California Party Time
Sacramento spends its tax revenue gusher like there’s no tomorrow.
WSJ Opinion, May 31, 2015
These are hard times for the blue-state governing model of high taxes and public unions—see Illinois, Connecticut and Maryland. But our friends on the left ignore these states and tout California as their real model, as Sacramento celebrates record tax revenue. So it’s worth noting that the Golden State may be repeating the fiscal mistakes it made before its last economic bust.
There’s no doubt the state government is on a high, with Governor Jerry Brown forecasting $6.7 billion in additional revenue beyond his January projections due to growth in capital gains and incomes among high earners. Over four years general fund revenues have risen by 40% to $117.3 billion as income-tax collections surged 55%.
This follows what has turned out to be one of the most fortuitously timed tax increases in history. Mr. Brown’s 2012 ballot measure retroactively raised taxes on individuals earning more than $250,000 and increased the top rate to 13.3% from 10.3% for those making more than $1 million. The measure passed amid the Internet boom and stock market rise.
No one wants to mention, however, that the tax hike doubled down on the state’s top-heavy tax structure that produces huge revenue swings. The top 1% of taxpayers—those earning more than $525,000—paid over 50% of all California income taxes in 2012 while the bottom four quintiles earning less than $90,000 paid a mere 10%. The Golden State has lost middle-income jobs in manufacturing to other lower-taxing Western states, but it has assets like Silicon Valley that other blue states don’t.
The resulting revenue boom has politicians partying like it’s 1999, the height of the dot-com bubble. The boom has been especially sweet for teachers unions because under the state constitution schools are entitled to most of the haul. Over the past four years state spending on K-12 and community colleges has grown by 45% to $68 billion this year.
But now other liberal interest groups want to join the party. So Mr. Brown is proposing to extend Medicaid to illegal immigrants granted permanent residency by President Obama. California’s Medicaid expansion under ObamaCare has already added four million beneficiaries at a cost of $17 billion. National taxpayers are picking up $15.5 billion of the tab for now, but California’s share will grow after 2016.
Mr. Brown also wants to create another entitlement by inaugurating a state version of the earned-income tax credit for two million low-income Californians. That comes on top of next year’s increase in the minimum wage to $10 an hour, and $15 an hour by 2020 in Los Angeles.
Yet despite the government’s efforts to help the poor, California has the nation’s highest poverty rate at 23.4%. And nowhere in the U.S. save perhaps New York City is income inequality greater than San Francisco, which has been a hothouse for progressive policies such as a $15 minimum wage and mandated paid sick leave. All that income redistribution doesn’t seem to be the secret to equality.
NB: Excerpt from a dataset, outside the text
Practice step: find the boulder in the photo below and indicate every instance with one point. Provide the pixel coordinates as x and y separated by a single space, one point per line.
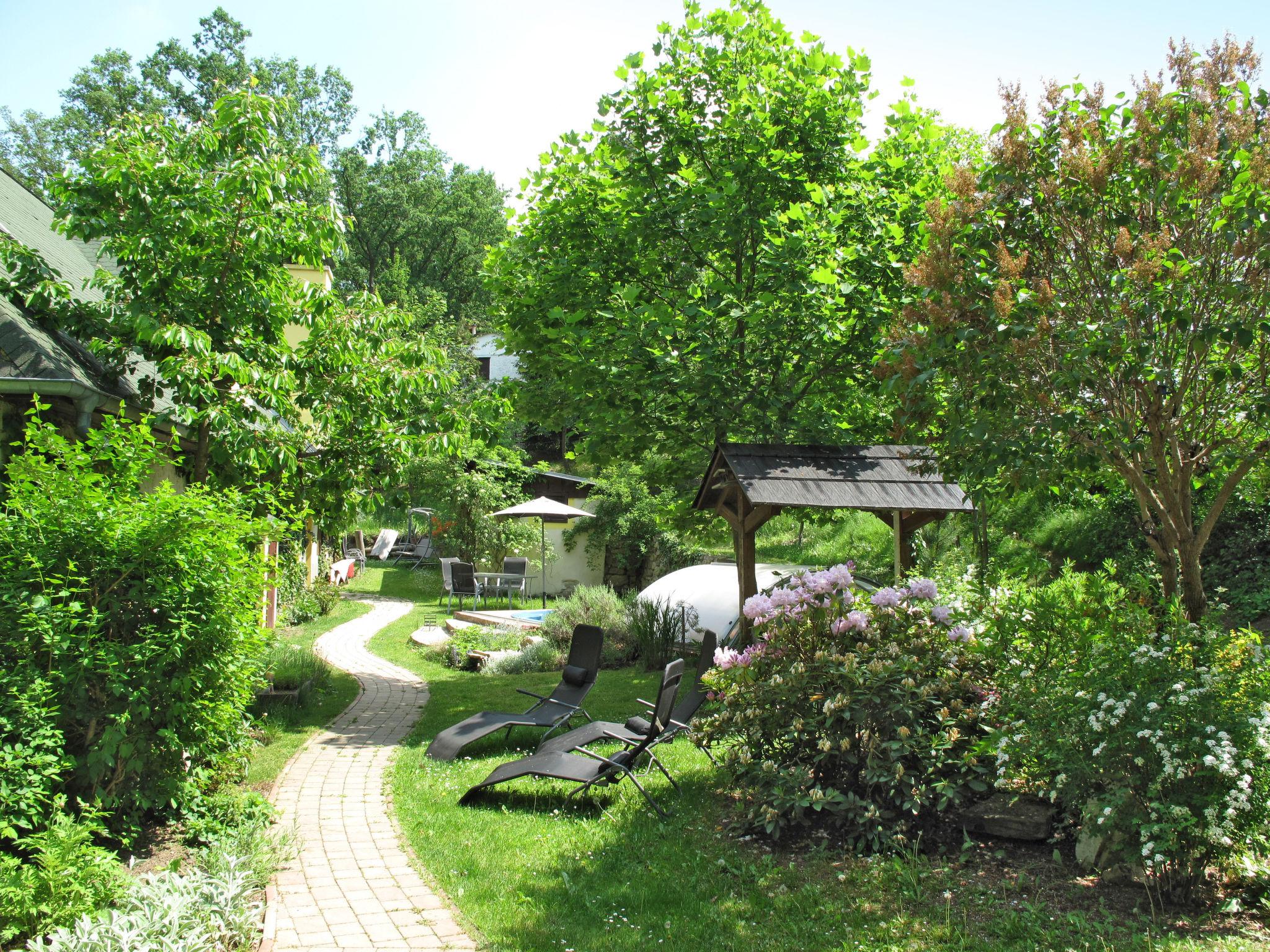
1014 815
Meantime, projected revenues from California’s cap-and-trade auctions have swelled by 150% in the last year to $2.2 billion. Mr. Brown wants to spend $400 million of that windfall on affordable housing; $350 million on low-carbon transportation (i.e., electric car subsidies that go mainly to the well off); $365 million on public transit and intercity rail; and $500 million on the L.A. to San Francisco bullet train that is already short of funding.
The danger is that this gusher of new spending will set up the state for another budget bust. Last November voters did approve a ballot referendum aimed at imposing some spending discipline, strengthening the porous rainy day fund. Under the new law’s formula, the state must spend $1.9 billion this year to pay down “debts and liabilities.”
But Mr. Brown has construed it broadly to include payments to schools and special funds that politicians had previously raided. He’d also create a new liability by proposing to seize $96 million from the rainy day fund to shore up University of California pensions. Yet Mr. Brown’s budget doesn’t even begin paying down the $191 billion unfunded liability for state worker and teacher retirement benefits.
At the end of 2015 the rainy day fund will have a meager $3.5 billion, and the Governor cautions that the “budget remains precariously balanced and faces the prospect of deficits in succeeding years.” Last year the state Legislative Analyst’s Office warned that a modest dip in income growth could trigger multibillion-dollar deficits due to built-in spending increases, particularly in education.
The paradox of Jerry Brown has always been that he’s smart enough to recognize the severity of the state’s fiscal problems, yet he can’t seem to restrain his prodigal legislature or even help himself. The revenue boom is making California’s economy and budget look better than they are. The reckoning will arrive when the next economic downturn does.